When you’ve spent most of your life learning to make a living, how do you make the transition to learning for the simple sake of learning?

 

For many people older than 50, that’s a familiar situation.

 

As a result of the learning we’ve done so far, we have been able to provide for our families. But, after a certain age at which we no longer have to worry as much about making a living, or our nest is empty, we may face the question: What do we do now?

 

Some people will say retirement is about just enjoying life. After all, you’ve earned it!

 

For others, however, shifting gears is not as easy. We’ve been too busy and feel the need to remain that way.

 

So how do you begin? How best can you experience new things, meet new friends, try a hobby we have been meaning to for years or, even, share a talent we’ve gained over the years?

 

That’s the focus of an innovative program I oversee for Diakon Community Services.
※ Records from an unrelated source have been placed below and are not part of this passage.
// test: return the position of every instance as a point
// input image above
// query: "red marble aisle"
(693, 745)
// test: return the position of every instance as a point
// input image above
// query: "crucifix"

It’s called Diakon Living & Learning After 50.

 

For nearly a decade now, the program has offered classes in everything under the sun at sites throughout Schuylkill County, Pennsylvania—workshops on yoga, painting, writing, antiquing, eBay, dancing, scuba diving, learning a new language and a host of other topics.

 

Our class atmosphere is informal and fun, allowing people to mingle while still focused on learning or teaching.

 

During this time, I have seen many friendships blossom as a result of attending weekly exercise classes; witnessed participants create a support system or reunite with old friends or co-workers.

 

I have watched wondrous transformations, as someone stares at a blank canvas, doubt eventually overtaken by a special spark as the person creates a beautiful painting, saying “that’s something I’ve wanted to try for years.”

 

With this need in mind, we develop our courses, classes, and special events to appeal to as broad a range of interests and abilities as possible.

 

And all geared to making certain that learning remains a pivotal part of life, even if the focus is more on fun than making a living!